Optionally, the pre-emphasis process includes: extracting corresponding pre-emphasis coefficients from a pre-established pre-emphasis coefficient table; and carrying out pre-emphasis processing on the discrete cosine transform spectrum coefficients according to the pre-emphasis coefficients, wherein the pre-emphasis coefficients correspond to the discrete cosine transform spectrum coefficients one to one. Fig. 5 shows a diagram of a pre-emphasis frequency response curve of the pre-emphasis process of the present application. As shown in fig. 5, the horizontal axis represents frequency values, and the vertical axis represents gain values. In a section of audio, the main energy is concentrated in low frequency, and the attenuation of the high frequency part is fast, so that the low frequency part and the high frequency part are flat in the process of keyword recognition, pre-emphasis processing is performed, the low frequency energy is attenuated, and the high frequency energy is emphasized.

In this optional embodiment, the discrete cosine transform spectrum coefficient obtained by decoding at the receiving end is not subjected to frequency domain to time domain conversion, so that the pre-emphasis processing of the discrete cosine transform spectrum coefficient also needs to be correspondingly adjusted in the identification process of the keyword identification module. Namely, the discrete cosine spectral coefficients are pre-emphasized in the frequency domain. Firstly, extracting corresponding pre-emphasis coefficients from a pre-established pre-emphasis coefficient table, and pre-emphasizing discrete cosine transform spectrum coefficients according to the pre-emphasis coefficients according to the one-to-one corresponding relation.
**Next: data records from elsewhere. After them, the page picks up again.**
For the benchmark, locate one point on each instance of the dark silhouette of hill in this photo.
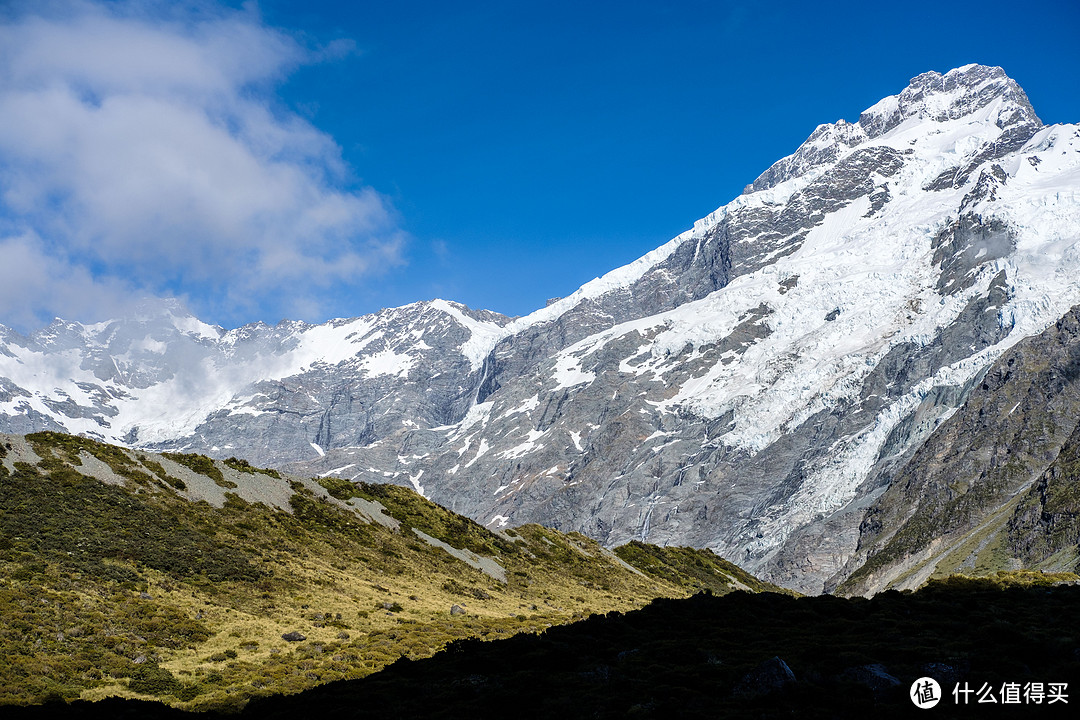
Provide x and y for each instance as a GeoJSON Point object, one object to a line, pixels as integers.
{"type": "Point", "coordinates": [740, 655]}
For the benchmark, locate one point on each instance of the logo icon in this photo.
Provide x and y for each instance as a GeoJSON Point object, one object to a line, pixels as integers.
{"type": "Point", "coordinates": [926, 693]}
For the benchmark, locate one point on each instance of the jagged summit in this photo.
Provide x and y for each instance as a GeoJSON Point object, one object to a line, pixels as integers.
{"type": "Point", "coordinates": [973, 93]}
{"type": "Point", "coordinates": [752, 385]}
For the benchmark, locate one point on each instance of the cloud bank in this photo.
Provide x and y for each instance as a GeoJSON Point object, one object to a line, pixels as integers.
{"type": "Point", "coordinates": [143, 149]}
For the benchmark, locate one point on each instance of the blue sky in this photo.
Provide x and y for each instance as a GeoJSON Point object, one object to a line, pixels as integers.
{"type": "Point", "coordinates": [312, 160]}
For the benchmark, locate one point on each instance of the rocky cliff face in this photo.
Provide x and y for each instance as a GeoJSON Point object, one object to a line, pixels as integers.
{"type": "Point", "coordinates": [754, 385]}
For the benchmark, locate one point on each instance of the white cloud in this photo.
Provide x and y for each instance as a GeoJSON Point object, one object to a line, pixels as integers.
{"type": "Point", "coordinates": [143, 149]}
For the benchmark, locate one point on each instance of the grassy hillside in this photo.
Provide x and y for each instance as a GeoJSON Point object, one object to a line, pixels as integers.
{"type": "Point", "coordinates": [741, 655]}
{"type": "Point", "coordinates": [205, 583]}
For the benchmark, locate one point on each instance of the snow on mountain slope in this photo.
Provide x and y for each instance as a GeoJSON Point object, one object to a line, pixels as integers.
{"type": "Point", "coordinates": [158, 377]}
{"type": "Point", "coordinates": [752, 385]}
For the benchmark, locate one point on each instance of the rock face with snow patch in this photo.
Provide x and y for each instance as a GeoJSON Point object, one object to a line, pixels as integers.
{"type": "Point", "coordinates": [754, 385]}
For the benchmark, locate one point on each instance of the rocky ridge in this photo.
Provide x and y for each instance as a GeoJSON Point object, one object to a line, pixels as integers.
{"type": "Point", "coordinates": [754, 385]}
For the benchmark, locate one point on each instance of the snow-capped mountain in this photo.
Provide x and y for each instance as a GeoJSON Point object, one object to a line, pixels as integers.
{"type": "Point", "coordinates": [163, 379]}
{"type": "Point", "coordinates": [753, 385]}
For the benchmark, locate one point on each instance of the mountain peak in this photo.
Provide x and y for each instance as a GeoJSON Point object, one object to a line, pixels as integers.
{"type": "Point", "coordinates": [983, 94]}
{"type": "Point", "coordinates": [972, 90]}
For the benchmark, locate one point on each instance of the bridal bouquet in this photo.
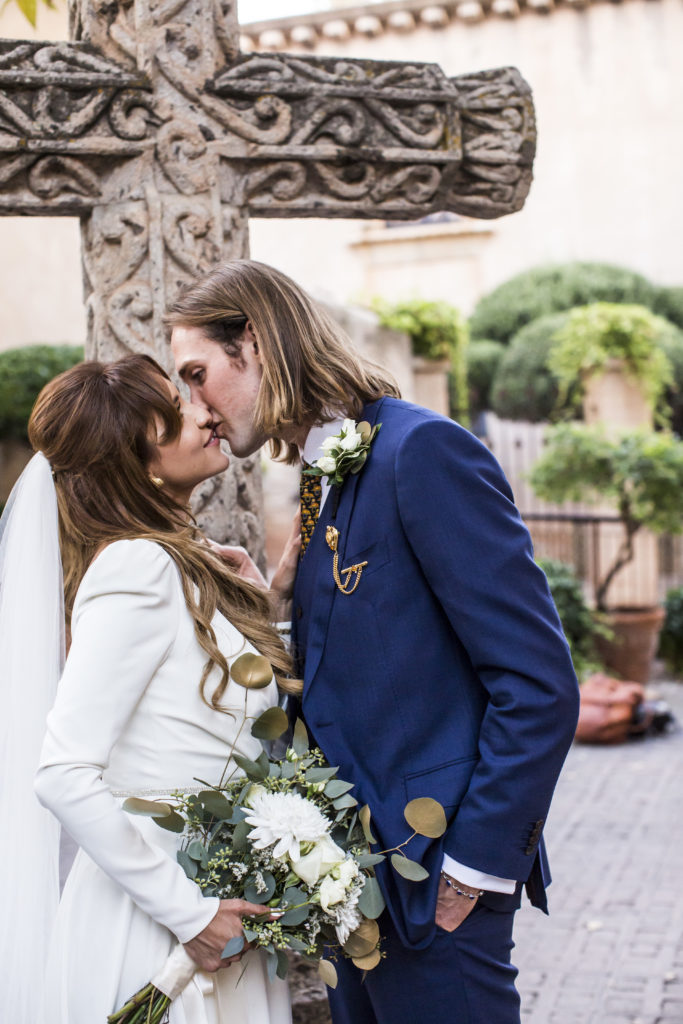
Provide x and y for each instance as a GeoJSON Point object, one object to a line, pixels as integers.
{"type": "Point", "coordinates": [290, 836]}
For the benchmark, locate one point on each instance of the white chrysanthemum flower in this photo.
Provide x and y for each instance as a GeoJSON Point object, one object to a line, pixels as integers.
{"type": "Point", "coordinates": [285, 819]}
{"type": "Point", "coordinates": [347, 916]}
{"type": "Point", "coordinates": [327, 464]}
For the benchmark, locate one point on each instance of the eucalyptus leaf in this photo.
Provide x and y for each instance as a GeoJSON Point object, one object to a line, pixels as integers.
{"type": "Point", "coordinates": [186, 863]}
{"type": "Point", "coordinates": [328, 973]}
{"type": "Point", "coordinates": [252, 671]}
{"type": "Point", "coordinates": [196, 850]}
{"type": "Point", "coordinates": [146, 808]}
{"type": "Point", "coordinates": [252, 769]}
{"type": "Point", "coordinates": [344, 801]}
{"type": "Point", "coordinates": [171, 822]}
{"type": "Point", "coordinates": [216, 804]}
{"type": "Point", "coordinates": [368, 963]}
{"type": "Point", "coordinates": [370, 859]}
{"type": "Point", "coordinates": [409, 868]}
{"type": "Point", "coordinates": [270, 725]}
{"type": "Point", "coordinates": [337, 787]}
{"type": "Point", "coordinates": [233, 946]}
{"type": "Point", "coordinates": [426, 816]}
{"type": "Point", "coordinates": [296, 915]}
{"type": "Point", "coordinates": [300, 738]}
{"type": "Point", "coordinates": [365, 818]}
{"type": "Point", "coordinates": [371, 901]}
{"type": "Point", "coordinates": [240, 834]}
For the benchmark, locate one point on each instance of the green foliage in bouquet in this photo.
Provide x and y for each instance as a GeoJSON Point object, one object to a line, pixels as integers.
{"type": "Point", "coordinates": [437, 331]}
{"type": "Point", "coordinates": [641, 472]}
{"type": "Point", "coordinates": [290, 836]}
{"type": "Point", "coordinates": [555, 288]}
{"type": "Point", "coordinates": [671, 638]}
{"type": "Point", "coordinates": [24, 373]}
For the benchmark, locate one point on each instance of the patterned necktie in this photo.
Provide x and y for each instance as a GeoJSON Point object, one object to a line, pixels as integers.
{"type": "Point", "coordinates": [310, 492]}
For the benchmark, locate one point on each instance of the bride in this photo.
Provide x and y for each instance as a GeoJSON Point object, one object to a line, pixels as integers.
{"type": "Point", "coordinates": [145, 704]}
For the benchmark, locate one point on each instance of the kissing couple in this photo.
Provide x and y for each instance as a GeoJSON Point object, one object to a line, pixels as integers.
{"type": "Point", "coordinates": [426, 654]}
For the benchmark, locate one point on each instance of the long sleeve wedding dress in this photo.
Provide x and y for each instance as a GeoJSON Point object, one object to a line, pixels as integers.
{"type": "Point", "coordinates": [129, 720]}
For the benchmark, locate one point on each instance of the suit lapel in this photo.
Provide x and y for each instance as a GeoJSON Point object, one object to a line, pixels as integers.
{"type": "Point", "coordinates": [317, 586]}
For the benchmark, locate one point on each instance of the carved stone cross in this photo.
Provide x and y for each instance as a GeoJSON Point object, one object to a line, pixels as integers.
{"type": "Point", "coordinates": [155, 130]}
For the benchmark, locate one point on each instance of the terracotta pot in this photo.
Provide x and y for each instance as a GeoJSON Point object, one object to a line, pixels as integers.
{"type": "Point", "coordinates": [631, 652]}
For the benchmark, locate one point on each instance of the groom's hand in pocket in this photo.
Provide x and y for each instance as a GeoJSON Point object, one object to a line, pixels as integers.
{"type": "Point", "coordinates": [452, 908]}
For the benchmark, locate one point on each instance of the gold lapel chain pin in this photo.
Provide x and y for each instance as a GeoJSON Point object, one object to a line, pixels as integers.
{"type": "Point", "coordinates": [352, 573]}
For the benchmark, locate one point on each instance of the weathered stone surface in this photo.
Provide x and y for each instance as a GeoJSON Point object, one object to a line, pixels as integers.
{"type": "Point", "coordinates": [155, 130]}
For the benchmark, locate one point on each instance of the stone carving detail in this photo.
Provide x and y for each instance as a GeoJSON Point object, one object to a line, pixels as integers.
{"type": "Point", "coordinates": [155, 130]}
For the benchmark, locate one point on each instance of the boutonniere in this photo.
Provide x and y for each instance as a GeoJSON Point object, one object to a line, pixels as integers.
{"type": "Point", "coordinates": [344, 453]}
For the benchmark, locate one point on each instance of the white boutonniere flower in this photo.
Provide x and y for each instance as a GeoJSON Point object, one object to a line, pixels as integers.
{"type": "Point", "coordinates": [344, 453]}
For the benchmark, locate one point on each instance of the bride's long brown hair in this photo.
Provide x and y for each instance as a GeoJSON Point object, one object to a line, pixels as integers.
{"type": "Point", "coordinates": [97, 425]}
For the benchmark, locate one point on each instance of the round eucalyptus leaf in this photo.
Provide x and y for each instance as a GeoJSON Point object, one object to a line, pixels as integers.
{"type": "Point", "coordinates": [409, 868]}
{"type": "Point", "coordinates": [426, 816]}
{"type": "Point", "coordinates": [251, 671]}
{"type": "Point", "coordinates": [233, 946]}
{"type": "Point", "coordinates": [365, 818]}
{"type": "Point", "coordinates": [328, 973]}
{"type": "Point", "coordinates": [371, 901]}
{"type": "Point", "coordinates": [271, 724]}
{"type": "Point", "coordinates": [216, 804]}
{"type": "Point", "coordinates": [147, 808]}
{"type": "Point", "coordinates": [364, 940]}
{"type": "Point", "coordinates": [369, 962]}
{"type": "Point", "coordinates": [171, 822]}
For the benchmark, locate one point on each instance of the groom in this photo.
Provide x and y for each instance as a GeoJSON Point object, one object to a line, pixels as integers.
{"type": "Point", "coordinates": [433, 660]}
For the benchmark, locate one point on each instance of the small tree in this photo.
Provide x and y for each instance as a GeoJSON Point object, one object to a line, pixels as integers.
{"type": "Point", "coordinates": [641, 472]}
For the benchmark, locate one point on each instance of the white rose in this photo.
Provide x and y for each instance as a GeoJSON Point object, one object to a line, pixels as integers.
{"type": "Point", "coordinates": [350, 441]}
{"type": "Point", "coordinates": [332, 891]}
{"type": "Point", "coordinates": [322, 859]}
{"type": "Point", "coordinates": [327, 464]}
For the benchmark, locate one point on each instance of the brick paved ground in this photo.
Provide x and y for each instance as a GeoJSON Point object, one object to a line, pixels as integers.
{"type": "Point", "coordinates": [611, 951]}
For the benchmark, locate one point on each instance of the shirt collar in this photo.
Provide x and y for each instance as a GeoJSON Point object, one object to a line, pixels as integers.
{"type": "Point", "coordinates": [311, 450]}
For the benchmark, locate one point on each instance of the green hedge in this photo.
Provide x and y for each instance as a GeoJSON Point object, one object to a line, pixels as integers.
{"type": "Point", "coordinates": [24, 373]}
{"type": "Point", "coordinates": [545, 290]}
{"type": "Point", "coordinates": [437, 331]}
{"type": "Point", "coordinates": [482, 360]}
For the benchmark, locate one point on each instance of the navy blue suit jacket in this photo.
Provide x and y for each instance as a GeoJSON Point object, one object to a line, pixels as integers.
{"type": "Point", "coordinates": [445, 674]}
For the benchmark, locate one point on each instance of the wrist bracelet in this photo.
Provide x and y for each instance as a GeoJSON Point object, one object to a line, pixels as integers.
{"type": "Point", "coordinates": [452, 884]}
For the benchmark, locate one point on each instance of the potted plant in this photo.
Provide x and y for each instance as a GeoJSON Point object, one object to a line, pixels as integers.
{"type": "Point", "coordinates": [641, 473]}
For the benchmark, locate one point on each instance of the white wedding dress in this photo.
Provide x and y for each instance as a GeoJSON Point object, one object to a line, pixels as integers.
{"type": "Point", "coordinates": [129, 719]}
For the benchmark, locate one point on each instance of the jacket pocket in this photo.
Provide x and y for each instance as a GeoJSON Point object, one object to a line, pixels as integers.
{"type": "Point", "coordinates": [445, 782]}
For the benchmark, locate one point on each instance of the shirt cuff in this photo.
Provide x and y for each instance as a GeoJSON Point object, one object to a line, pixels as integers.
{"type": "Point", "coordinates": [477, 880]}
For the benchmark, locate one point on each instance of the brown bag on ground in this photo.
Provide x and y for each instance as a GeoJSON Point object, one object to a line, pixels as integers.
{"type": "Point", "coordinates": [608, 707]}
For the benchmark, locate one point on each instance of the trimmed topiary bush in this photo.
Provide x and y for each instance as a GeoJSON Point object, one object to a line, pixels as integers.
{"type": "Point", "coordinates": [482, 359]}
{"type": "Point", "coordinates": [551, 289]}
{"type": "Point", "coordinates": [579, 624]}
{"type": "Point", "coordinates": [24, 373]}
{"type": "Point", "coordinates": [437, 331]}
{"type": "Point", "coordinates": [669, 303]}
{"type": "Point", "coordinates": [523, 387]}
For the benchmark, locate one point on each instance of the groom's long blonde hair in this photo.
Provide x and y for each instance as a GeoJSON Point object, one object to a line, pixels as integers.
{"type": "Point", "coordinates": [311, 371]}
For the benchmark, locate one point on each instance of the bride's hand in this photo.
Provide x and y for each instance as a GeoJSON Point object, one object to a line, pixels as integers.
{"type": "Point", "coordinates": [282, 584]}
{"type": "Point", "coordinates": [206, 947]}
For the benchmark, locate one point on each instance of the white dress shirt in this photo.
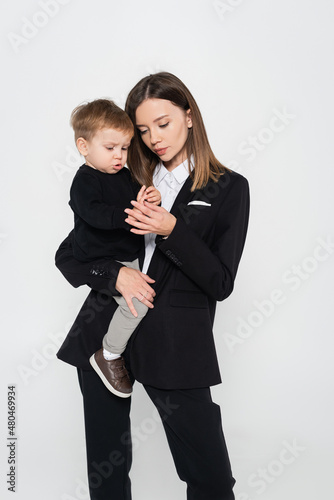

Specifically, taking a 16KHz sampling rate as an example, the pre-emphasis frequency response is stored as a pre-emphasis coefficient table, p (0), p (1), p (2), …, p (159), at 50Hz intervals. The discrete cosine transform spectral coefficients MDCT have 160 spectral coefficients,

is 160.

Performing pre-emphasis processing according to a pre-emphasis formula, specifically as follows:

。

in the method, in the characteristic extraction process of the keyword recognition module, because the windowing step is already carried out when the sending end carries out audio coding, and meanwhile, because the conversion processes from the time domain to the frequency domain and from the frequency domain to the time domain are operated in an inverse mode, the windowing and the conversion process from the time domain to the frequency domain in the standard process are omitted, and therefore power consumption is reduced.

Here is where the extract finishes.